The report lists several identifiers for narcissism: using “on-demand apps” like Uber, being unwilling to share your smartphone with a friend, preferring to give up breakfast over your phone, using more social media, taking selfies, owning a selfie stick and spending more time on your smartphone. Because millennials are more likely to have those preferences and because they score higher in general on narcissism tests, they’re deemed 16 percent more narcissistic than non-millenials. The report suggested Idaho is among the states with the least narcissistic millennials, sharing that space with Iowa, North Dakota, West Virginia. The most narcissistic millennials apparently live in California, Connecticut, Georgia and New Jersey, according to the report.

Syzygy made sure to include a flattering auto-bio: “Our positive approach is what makes us distinctive. So if you believe in building on strengths rather than focusing on weaknesses, in pleasure-points rather than pain-points, and in harnessing what’s right rather than what’s wrong, then you’ve come to the right place.”

Among the “positive” traits the agency identifies in young people? Entitlement, superiority, exhibitionism, vanity, exploitativeness, authority and self-sufficiency.

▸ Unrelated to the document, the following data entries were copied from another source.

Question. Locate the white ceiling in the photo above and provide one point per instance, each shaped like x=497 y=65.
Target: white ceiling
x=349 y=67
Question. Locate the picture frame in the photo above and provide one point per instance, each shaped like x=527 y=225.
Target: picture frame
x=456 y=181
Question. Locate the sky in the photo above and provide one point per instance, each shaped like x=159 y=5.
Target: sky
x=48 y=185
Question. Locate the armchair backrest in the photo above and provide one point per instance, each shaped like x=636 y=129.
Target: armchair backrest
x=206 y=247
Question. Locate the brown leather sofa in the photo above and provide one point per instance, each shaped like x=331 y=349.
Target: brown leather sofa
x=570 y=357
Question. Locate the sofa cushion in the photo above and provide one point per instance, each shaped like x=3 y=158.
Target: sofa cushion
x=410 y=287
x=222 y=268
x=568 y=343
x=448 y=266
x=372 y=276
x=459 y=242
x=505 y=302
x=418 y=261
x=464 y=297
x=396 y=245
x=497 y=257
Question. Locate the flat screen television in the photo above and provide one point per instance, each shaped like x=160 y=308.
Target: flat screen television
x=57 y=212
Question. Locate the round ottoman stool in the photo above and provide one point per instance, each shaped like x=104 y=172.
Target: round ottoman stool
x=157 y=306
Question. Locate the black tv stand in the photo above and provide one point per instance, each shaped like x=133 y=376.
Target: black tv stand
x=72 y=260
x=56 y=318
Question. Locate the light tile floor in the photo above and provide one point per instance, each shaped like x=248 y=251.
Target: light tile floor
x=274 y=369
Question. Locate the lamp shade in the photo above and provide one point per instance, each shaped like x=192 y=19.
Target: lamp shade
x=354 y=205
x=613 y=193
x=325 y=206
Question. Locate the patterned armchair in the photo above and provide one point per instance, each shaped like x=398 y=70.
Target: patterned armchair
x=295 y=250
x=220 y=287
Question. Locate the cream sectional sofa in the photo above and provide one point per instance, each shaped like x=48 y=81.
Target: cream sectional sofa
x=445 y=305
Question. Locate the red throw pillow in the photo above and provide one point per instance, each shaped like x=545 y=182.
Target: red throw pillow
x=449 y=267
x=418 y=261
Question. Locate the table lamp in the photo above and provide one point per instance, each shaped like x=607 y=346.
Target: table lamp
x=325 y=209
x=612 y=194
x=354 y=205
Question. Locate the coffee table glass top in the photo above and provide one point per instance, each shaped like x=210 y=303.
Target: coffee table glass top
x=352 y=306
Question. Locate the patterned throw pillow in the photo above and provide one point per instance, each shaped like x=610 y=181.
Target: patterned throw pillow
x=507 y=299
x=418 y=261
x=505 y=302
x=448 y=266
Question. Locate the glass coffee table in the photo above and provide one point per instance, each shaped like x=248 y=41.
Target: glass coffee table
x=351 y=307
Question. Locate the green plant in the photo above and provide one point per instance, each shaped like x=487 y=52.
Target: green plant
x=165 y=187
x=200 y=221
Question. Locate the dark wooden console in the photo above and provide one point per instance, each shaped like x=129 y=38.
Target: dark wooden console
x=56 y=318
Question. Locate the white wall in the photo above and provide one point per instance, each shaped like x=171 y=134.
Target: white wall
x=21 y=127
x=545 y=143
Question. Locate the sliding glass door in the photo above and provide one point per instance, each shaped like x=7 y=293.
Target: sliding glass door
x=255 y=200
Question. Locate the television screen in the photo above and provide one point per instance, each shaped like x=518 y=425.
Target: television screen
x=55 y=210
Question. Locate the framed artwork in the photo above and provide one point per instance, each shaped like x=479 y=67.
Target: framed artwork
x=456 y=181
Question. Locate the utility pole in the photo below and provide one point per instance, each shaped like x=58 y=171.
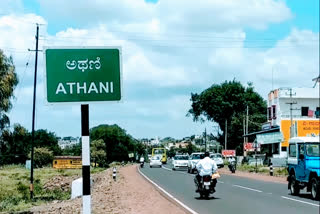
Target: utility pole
x=247 y=125
x=225 y=134
x=244 y=138
x=33 y=111
x=291 y=119
x=205 y=140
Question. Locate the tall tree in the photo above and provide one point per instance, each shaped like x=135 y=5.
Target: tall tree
x=8 y=81
x=228 y=102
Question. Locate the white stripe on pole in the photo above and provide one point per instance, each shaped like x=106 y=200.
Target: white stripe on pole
x=86 y=203
x=85 y=151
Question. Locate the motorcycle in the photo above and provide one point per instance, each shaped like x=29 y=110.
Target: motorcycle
x=232 y=166
x=206 y=186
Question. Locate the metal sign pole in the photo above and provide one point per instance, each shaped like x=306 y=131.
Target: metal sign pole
x=86 y=198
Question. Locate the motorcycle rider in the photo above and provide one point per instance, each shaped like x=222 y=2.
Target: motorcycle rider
x=205 y=166
x=232 y=163
x=141 y=161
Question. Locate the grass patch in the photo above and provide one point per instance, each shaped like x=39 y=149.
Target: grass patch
x=15 y=181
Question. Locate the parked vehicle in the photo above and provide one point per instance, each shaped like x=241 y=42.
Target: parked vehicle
x=303 y=165
x=162 y=152
x=155 y=161
x=254 y=162
x=206 y=186
x=193 y=160
x=180 y=162
x=217 y=157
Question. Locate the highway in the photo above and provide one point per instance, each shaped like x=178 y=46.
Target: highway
x=233 y=194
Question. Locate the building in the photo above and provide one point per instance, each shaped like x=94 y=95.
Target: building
x=291 y=112
x=67 y=162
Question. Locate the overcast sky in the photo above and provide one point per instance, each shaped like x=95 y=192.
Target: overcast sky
x=170 y=50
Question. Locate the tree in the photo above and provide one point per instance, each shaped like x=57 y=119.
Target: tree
x=98 y=152
x=228 y=102
x=8 y=81
x=118 y=143
x=44 y=138
x=42 y=157
x=14 y=146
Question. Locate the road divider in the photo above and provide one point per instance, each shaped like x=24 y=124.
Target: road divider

Millennials came of age during the worst economic crisis in the United States since the Great Depression. They entered the job market when hiring and wages were relatively stagnant. They grew up during two of the longest wars in U.S. history. Their initiation into politics happened as the country has become ideologically polarized. They shoulder enormous student debt in a workforce that all but requires a college education. And apparently, young people also enjoy the convenience of emerging technology. Bunch of narcissists.